5

I am using RFECV for feature selection in scikit-learn. I would like to compare the result of a simple linear model (X,y) with that of a log transformed model (using X, log(y))

Simple Model: RFECV and cross_val_score provide the same result (we need to compare the average score of cross-validation across all folds with the score of RFECV for all features: 0.66 = 0.66, no problem, results are reliable)

Log Model: the Problem: it seems that RFECV does not provide a way to trasnform the y. the scores in this case are 0.55 vs 0.53. This is quite expected though, because I had to manually apply np.log to fit the data: log_seletor = log_selector.fit(X,np.log(y)). This r2 score is for y = log(y), with no inverse_func, while what we need is a way to fit the model on the log(y_train) and calculate the score using exp(y_test). Alternatively, if I try to use the TransformedTargetRegressor, I get the error shown in the code: The classifier does not expose "coef_" or "feature_importances_" attributes

How do I resolve the problem and make sure that the feature selection process is reliable?
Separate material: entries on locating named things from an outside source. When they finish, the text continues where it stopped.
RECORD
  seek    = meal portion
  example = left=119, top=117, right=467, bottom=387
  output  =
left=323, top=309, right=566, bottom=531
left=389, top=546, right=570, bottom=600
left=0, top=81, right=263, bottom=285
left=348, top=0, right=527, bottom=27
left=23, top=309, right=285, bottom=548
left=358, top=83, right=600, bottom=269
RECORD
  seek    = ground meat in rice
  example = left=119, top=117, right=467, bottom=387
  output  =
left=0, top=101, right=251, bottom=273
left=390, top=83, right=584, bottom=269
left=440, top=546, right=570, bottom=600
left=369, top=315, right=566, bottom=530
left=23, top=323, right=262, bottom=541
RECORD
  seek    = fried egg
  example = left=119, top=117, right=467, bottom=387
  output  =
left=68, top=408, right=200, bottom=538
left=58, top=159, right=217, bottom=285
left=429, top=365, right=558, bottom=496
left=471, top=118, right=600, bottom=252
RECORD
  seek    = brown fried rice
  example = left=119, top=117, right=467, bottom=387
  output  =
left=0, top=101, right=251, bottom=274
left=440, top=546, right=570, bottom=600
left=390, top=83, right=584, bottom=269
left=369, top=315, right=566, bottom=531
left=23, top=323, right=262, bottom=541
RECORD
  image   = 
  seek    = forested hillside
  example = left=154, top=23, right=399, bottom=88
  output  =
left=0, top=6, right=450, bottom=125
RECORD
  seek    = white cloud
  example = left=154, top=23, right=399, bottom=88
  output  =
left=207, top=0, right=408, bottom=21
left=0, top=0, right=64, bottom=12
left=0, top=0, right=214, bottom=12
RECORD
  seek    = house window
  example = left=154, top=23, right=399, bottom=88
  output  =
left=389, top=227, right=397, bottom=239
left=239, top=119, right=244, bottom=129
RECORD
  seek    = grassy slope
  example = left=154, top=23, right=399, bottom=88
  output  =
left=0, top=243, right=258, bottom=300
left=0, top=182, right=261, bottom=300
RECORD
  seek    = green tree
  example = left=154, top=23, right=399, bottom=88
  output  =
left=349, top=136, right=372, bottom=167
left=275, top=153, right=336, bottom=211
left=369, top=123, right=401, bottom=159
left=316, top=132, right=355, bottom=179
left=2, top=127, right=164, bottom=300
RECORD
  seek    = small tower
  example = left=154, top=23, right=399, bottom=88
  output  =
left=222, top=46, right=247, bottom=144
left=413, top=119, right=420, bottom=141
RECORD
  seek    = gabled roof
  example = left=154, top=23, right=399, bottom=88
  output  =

from sklearn.datasets import make_friedman1
from sklearn.feature_selection import RFECV
from sklearn import linear_model
from sklearn.model_selection import cross_val_score
from sklearn.compose import TransformedTargetRegressor
import numpy as np

X, y = make_friedman1(n_samples=50, n_features=10, random_state=0)
estimator = linear_model.LinearRegression()
log_estimator = TransformedTargetRegressor(regressor=linear_model.LinearRegression(),
                                                func=np.log,
                                                inverse_func=np.exp)
selector = RFECV(estimator, step=1, cv=5, scoring='r2')
selector = selector.fit(X, y)
###
# log_selector = RFECV(log_estimator, step=1, cv=5, scoring='r2')
# log_seletor = log_selector.fit(X,y) 
# #RuntimeError: The classifier does not expose "coef_" or "feature_importances_" attributes
###
log_selector = RFECV(estimator, step=1, cv=5, scoring='r2')
log_seletor = log_selector.fit(X,np.log(y))

print("**Simple Model**")
print("RFECV, r2 scores: ", np.round(selector.grid_scores_,2))
scores = cross_val_score(estimator, X, y, cv=5)
print("cross_val, mean r2 score: ", round(np.mean(scores),2), ", same as RFECV score with all features") 
print("no of feat: ", selector.n_features_ )

print("**Log Model**")
log_scores = cross_val_score(log_estimator, X, y, cv=5)
print("RFECV, r2 scores: ", np.round(log_selector.grid_scores_,2))
print("cross_val, mean r2 score: ", round(np.mean(log_scores),2)) 
print("no of feat: ", log_selector.n_features_ )

Output:

**Simple Model**
RFECV, r2 scores:  [0.45 0.6  0.63 0.68 0.68 0.69 0.68 0.67 0.66 0.66]
cross_val, mean r2 score:  0.66 , same as RFECV score with all features
no of feat:  6

**Log Model**
RFECV, r2 scores:  [0.39 0.5  0.59 0.56 0.55 0.54 0.53 0.53 0.53 0.53]
cross_val, mean r2 score:  0.55
no of feat:  3
towi_parallelism
  • 1,421
  • 1
  • 16
  • 38

2 Answers2

4

All you need to do is to add such properties to the TransformedTargetRegressor:

class MyTransformedTargetRegressor(TransformedTargetRegressor):
    @property
    def feature_importances_(self):
        return self.regressor_.feature_importances_

    @property
    def coef_(self):
        return self.regressor_.coef_

Then in you code, use that:

log_estimator = MyTransformedTargetRegressor(regressor=linear_model.LinearRegression(),
                                             func=np.log,
                                             inverse_func=np.exp)
Computer_guy
  • 807
  • 2
  • 11
  • 19
1

One workaround for this problem is to make sure coef_ attribute is exposed to the feature selection module RFECV. So basically you need extent the TransformedTargetRegressor and make sure it exposes the attribute coef_. I have created a the child class that will extent from TransformedTargetRegressor and also exposes coef_ as shown below.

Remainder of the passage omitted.